I had a stroke of creative mood, that made me feel like writing up 'Underpainting Method' in more detail. With more examples and some personal tips for anyone willing to dabble in forbidden arts of 'no prompting'.
Obviously, this is all subjective, as diffusion technology is rapidly growing and expanding, making increasingly harder to keep up with everything new. Following write up, is how I feel things work, if it works differently for you - your choice of settings and models - that's perfectly normal and a-ok.
Let's get to it.
First things first, you need to generate 'latents', or 'underpainting' as I call them. Good latent is not only half the picture, but can also be a starting point to many pictures to come.

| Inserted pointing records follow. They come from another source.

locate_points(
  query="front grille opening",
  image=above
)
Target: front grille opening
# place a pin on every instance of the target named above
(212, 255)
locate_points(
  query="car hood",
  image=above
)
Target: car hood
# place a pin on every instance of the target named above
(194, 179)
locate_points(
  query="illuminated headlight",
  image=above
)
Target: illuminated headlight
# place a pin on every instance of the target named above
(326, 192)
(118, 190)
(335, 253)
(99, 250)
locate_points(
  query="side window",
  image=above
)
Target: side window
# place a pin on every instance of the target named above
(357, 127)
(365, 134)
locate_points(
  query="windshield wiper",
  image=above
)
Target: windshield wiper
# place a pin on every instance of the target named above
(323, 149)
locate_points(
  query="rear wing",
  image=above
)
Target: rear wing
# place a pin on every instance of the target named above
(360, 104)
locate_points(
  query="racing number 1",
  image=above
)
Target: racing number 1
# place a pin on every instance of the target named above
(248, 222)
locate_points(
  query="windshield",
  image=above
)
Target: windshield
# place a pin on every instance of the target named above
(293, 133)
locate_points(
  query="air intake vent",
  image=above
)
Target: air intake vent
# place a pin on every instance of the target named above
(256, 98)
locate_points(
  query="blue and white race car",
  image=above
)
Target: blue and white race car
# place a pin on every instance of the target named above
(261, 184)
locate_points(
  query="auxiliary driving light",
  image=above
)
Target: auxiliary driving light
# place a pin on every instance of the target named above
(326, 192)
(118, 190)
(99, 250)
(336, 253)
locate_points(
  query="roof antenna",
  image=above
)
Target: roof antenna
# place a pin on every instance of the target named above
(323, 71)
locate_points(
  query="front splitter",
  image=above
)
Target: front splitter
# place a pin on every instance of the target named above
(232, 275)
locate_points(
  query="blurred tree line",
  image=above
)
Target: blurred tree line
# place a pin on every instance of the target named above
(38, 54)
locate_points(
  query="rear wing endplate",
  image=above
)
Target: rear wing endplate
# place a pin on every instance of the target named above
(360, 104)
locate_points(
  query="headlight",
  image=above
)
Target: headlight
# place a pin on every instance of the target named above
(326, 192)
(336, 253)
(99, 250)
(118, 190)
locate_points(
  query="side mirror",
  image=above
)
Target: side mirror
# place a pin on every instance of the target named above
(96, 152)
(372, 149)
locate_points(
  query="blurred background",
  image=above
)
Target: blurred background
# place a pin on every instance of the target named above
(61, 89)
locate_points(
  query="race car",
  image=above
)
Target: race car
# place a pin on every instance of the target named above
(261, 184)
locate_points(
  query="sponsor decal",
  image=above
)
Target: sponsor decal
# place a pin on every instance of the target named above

Not every model can produce good unfinished versatile abstract latents. Stable Diffusion is evolving towards models that are super eager to provide you with a complete coherent image in as little steps as possible. That does not quite suit our case of use. We would have to denoise those finalized latents at very high values to make them change composition. On top of that, not every model is willing to produce abstract imagery. Popular models try and inject characters into images even with no mention of such in the prompt.

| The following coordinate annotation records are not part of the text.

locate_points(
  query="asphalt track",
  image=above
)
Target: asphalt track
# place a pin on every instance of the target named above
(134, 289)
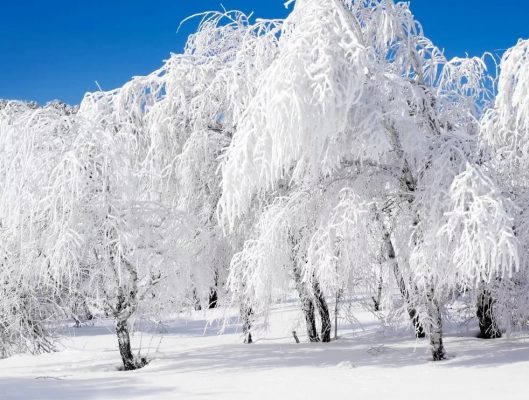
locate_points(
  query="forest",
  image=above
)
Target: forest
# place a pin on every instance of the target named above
(335, 156)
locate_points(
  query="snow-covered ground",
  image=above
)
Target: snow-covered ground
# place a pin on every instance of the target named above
(191, 362)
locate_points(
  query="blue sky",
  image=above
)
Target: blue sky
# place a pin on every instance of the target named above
(59, 48)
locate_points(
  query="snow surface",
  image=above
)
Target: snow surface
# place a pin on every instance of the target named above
(190, 360)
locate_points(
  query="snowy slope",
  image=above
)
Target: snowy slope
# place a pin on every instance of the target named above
(191, 361)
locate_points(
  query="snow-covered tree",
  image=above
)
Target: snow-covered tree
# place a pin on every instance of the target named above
(357, 93)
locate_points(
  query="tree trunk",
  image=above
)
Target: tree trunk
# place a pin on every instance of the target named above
(213, 295)
(436, 328)
(378, 299)
(246, 314)
(323, 310)
(412, 312)
(487, 324)
(336, 310)
(213, 298)
(122, 331)
(307, 307)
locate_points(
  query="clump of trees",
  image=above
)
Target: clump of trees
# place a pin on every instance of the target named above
(334, 152)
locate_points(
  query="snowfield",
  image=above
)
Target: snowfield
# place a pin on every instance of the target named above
(190, 360)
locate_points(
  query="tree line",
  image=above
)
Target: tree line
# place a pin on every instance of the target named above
(335, 152)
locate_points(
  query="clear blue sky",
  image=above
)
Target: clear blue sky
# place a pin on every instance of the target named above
(57, 48)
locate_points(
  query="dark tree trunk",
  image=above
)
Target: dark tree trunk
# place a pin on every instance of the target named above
(336, 311)
(487, 324)
(198, 306)
(246, 314)
(122, 331)
(323, 310)
(213, 295)
(412, 312)
(436, 328)
(307, 307)
(213, 298)
(378, 299)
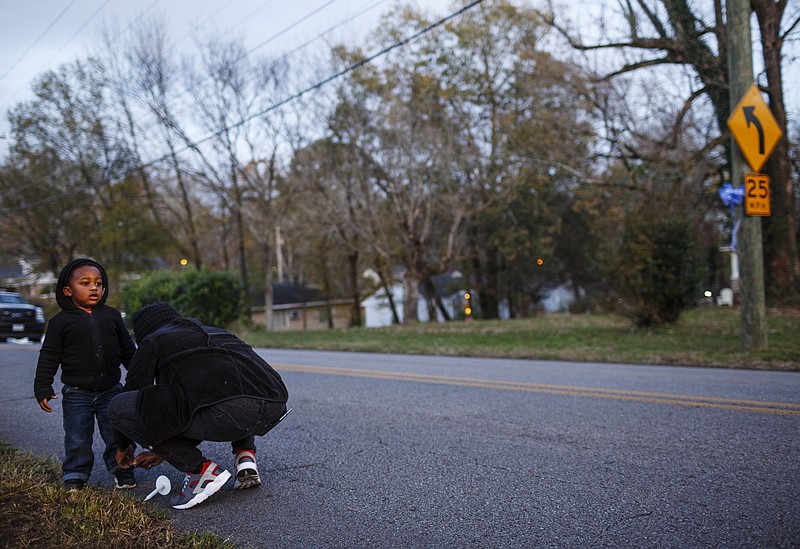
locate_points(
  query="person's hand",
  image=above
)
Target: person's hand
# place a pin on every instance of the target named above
(44, 403)
(147, 460)
(125, 458)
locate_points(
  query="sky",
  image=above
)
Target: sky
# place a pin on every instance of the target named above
(39, 35)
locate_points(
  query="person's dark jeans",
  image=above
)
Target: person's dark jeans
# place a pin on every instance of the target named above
(80, 408)
(236, 421)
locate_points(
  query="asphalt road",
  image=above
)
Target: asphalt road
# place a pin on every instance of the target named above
(414, 451)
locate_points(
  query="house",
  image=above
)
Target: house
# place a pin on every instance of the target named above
(24, 278)
(296, 307)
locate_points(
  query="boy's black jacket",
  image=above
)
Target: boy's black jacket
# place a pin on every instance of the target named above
(88, 347)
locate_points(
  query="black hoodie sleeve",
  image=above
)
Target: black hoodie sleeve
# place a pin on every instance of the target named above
(49, 360)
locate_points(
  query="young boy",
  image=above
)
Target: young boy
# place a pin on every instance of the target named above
(89, 340)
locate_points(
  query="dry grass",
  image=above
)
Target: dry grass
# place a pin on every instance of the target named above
(705, 336)
(36, 511)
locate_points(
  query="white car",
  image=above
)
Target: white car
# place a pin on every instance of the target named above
(20, 319)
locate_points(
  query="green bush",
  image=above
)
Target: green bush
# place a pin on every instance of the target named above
(658, 269)
(214, 298)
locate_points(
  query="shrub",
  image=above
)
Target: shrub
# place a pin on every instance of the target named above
(214, 298)
(658, 269)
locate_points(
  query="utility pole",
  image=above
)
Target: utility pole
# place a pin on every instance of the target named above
(751, 262)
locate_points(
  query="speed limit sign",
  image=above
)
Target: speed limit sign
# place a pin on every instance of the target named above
(756, 195)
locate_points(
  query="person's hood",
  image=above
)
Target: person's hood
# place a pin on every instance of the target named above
(63, 277)
(151, 317)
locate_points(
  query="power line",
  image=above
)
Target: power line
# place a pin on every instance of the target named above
(275, 106)
(50, 26)
(70, 39)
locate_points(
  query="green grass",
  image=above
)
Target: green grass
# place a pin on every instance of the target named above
(36, 511)
(705, 336)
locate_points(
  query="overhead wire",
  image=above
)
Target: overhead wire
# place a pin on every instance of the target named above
(44, 33)
(65, 44)
(273, 107)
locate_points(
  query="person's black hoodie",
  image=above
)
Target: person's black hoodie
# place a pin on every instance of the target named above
(88, 347)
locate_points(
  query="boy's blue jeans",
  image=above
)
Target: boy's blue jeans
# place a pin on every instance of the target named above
(80, 408)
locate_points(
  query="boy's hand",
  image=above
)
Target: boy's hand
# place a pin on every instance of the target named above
(125, 457)
(44, 405)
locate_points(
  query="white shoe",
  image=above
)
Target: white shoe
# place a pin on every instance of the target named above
(246, 470)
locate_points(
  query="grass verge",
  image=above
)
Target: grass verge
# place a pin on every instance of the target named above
(705, 336)
(36, 511)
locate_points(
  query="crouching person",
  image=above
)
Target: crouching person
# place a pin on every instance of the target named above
(188, 383)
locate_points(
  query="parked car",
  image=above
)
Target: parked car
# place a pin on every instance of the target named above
(20, 319)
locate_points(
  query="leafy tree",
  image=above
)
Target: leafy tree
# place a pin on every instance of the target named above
(214, 298)
(658, 268)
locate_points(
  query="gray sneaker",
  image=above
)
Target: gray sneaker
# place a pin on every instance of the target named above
(197, 487)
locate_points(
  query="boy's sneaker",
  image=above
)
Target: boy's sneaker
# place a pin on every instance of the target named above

The scope of Stable Diffusion models is getting extremely wide, so I, in no way, would be able to provide you with a complete summary of all good and bad models/options for various steps of this process. So, instead, I will show a few examples of outputs that are preferred and not, leaving the rest up to you. Experiment with different models to find the ones you like!

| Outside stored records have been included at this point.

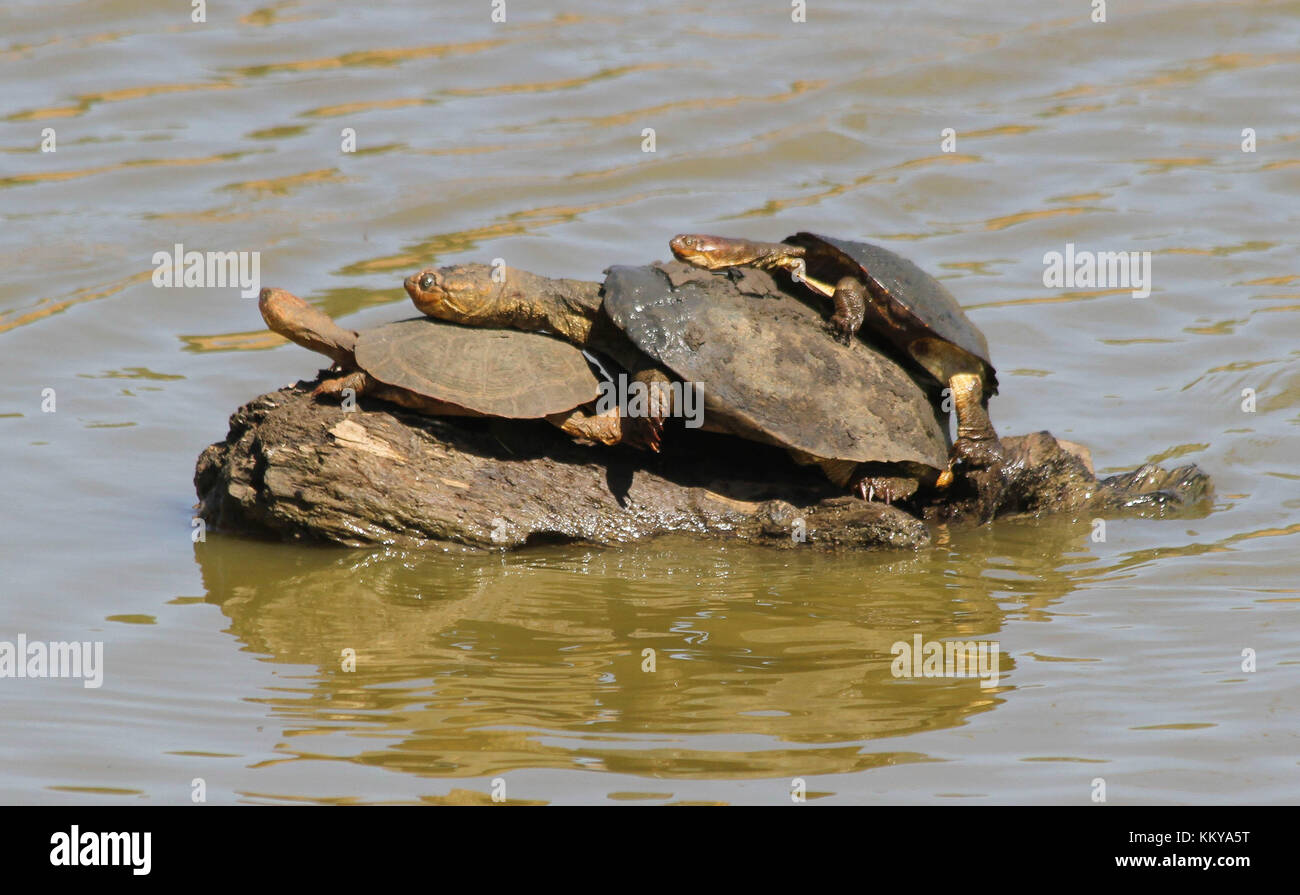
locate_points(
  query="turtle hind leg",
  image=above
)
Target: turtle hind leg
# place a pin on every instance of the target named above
(850, 308)
(978, 446)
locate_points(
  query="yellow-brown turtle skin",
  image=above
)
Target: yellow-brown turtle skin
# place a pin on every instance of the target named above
(898, 302)
(766, 374)
(442, 370)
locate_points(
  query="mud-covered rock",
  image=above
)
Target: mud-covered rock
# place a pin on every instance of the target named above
(294, 467)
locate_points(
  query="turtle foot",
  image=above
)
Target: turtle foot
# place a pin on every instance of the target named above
(885, 489)
(840, 329)
(644, 432)
(338, 388)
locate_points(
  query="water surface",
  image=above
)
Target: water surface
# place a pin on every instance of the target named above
(523, 141)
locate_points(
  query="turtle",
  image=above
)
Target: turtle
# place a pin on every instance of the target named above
(901, 303)
(443, 370)
(765, 372)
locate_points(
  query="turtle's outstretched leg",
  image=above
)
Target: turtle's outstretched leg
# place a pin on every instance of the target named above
(976, 446)
(300, 323)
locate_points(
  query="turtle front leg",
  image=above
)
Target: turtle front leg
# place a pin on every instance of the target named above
(887, 488)
(605, 428)
(850, 308)
(644, 423)
(978, 448)
(358, 381)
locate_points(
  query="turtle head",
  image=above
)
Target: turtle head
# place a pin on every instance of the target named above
(702, 250)
(462, 294)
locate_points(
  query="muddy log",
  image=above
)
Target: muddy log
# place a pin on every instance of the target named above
(300, 468)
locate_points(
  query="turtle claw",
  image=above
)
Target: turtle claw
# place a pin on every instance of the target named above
(840, 329)
(645, 432)
(870, 489)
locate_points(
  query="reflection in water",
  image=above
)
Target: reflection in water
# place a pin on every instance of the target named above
(765, 666)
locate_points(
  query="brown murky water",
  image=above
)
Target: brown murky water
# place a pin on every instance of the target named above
(1121, 658)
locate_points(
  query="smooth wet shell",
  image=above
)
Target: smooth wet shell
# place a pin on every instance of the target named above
(499, 372)
(768, 367)
(905, 284)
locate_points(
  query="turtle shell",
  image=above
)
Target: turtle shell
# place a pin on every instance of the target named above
(767, 370)
(499, 372)
(914, 294)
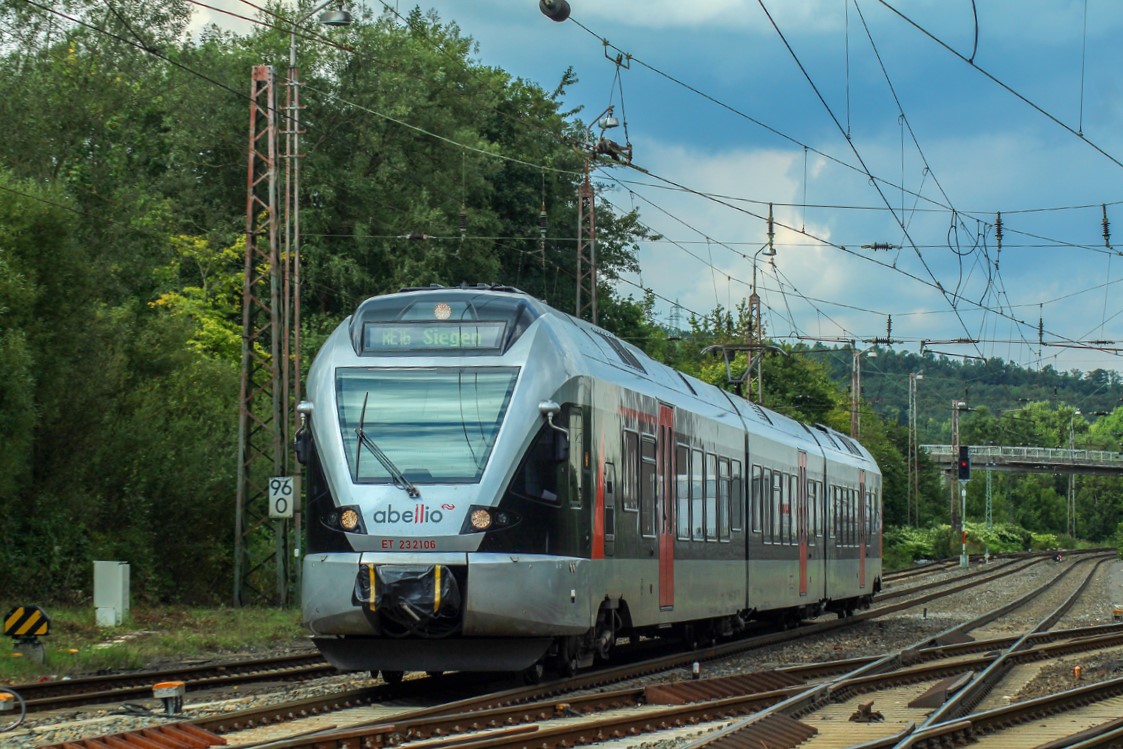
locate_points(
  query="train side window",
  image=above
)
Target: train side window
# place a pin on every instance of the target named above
(793, 500)
(815, 529)
(777, 508)
(832, 505)
(683, 486)
(610, 502)
(737, 498)
(578, 455)
(697, 498)
(629, 486)
(756, 498)
(724, 500)
(540, 475)
(647, 487)
(711, 496)
(850, 504)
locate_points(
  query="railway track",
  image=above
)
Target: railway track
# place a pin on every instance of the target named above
(92, 690)
(553, 714)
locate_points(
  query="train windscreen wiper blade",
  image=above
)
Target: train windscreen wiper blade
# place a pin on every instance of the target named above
(394, 472)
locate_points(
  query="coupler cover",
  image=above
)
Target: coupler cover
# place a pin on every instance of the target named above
(421, 600)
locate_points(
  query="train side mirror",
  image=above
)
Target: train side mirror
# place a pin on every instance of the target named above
(550, 409)
(302, 441)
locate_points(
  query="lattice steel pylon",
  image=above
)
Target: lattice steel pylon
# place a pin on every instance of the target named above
(261, 419)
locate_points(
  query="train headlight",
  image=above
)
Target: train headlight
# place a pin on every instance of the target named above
(482, 518)
(348, 520)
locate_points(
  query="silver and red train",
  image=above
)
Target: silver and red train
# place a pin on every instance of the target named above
(496, 485)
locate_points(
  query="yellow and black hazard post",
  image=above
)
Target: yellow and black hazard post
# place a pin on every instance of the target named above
(26, 624)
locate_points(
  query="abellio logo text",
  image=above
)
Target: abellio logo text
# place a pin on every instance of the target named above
(419, 514)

Underpainting can be 'about' many things - landscape, characters, animals. They can all work - img2img is very versatile and will produce pictures from anything. We, most importantly, want utility and reusability. Abstract underpaintings (with nothing but vague concepts in them) help us achieve that.
There're hundreds of keywords one can use to generate something abstract. I'm not even going to pretend like I know the best ones. But I did prepare some for anyone to start with (like 20! wow... I know). Use any number you want, but make sure you use a bunch.
Abstract keywords - will take your image into weird territory. They are quite important!
abstract, surreal, extravagant, exaggerated, fantasy, esoteric, cryptic,
Composition keywords - alter composition of your image towards less static and usual ones.
dramatic, dynamic, intense, powerful, epic,
Color keywords - these will define color of your composition. In latentland, whether you denoise into an image of splashing water or burning fire will often be decided by latent's color.
vivid, vibrant, colorful, color scheme [color name], selective color [color name], [color name] contrast, neon, [color name] color explosion, prismatic, obscure, bright,
Quality keywords - are optional, but might spice things up.
best quality, masterpiece, overdetailed, detailed art, cinematic,
Medium keywords - we want creative mediums that provide a lot of variety. For example, 'photography' would be a weak choice in this case (Edit: or maybe not, who's to tell).
hyperrealistic, realistic art, fantasy concept art, fantasy art, character concept art, digital art, digital painting,
Substance keywords - our abstraction has to be made of something - these are the keywords that are flexible enough to form various abstract shapes and compositions. That's just something I came up with. You can add your own!
fire, flames, cinders, sparks, embers,
smoke, mist, clouds, haze, fog,
flowers, leaf, roots, petals, vines,
splashes, water, drops, bubbles, flow, waves, liquid,
energy, explosion, magic,
wind, snow, rain, lighting, thunder, storm,
rocks, stones, gems, crystals, glass shards,
stars, nebulae, galaxy, moon, sun,
glitter, shine, glow,
metal, gold, silver,
Subject keywords - these are entirely your own. Not necessary, but will steer your latent towards more consistent results you might desire.
As everyone knows by now, keywords have varied 'power level' per model. Don't dwell too much on whether keywords you selected will have any effect at all or not. Just throw a bunch in and click generate. Go for lengthy prompts with plenty of weirdness and randomness.
Couple things to watch out for.
Keywords that add landscapes or horizons to your latent. Denoising latents that have a clear half-and-half split of brown and blue color (ground and sky), will often result in samey images.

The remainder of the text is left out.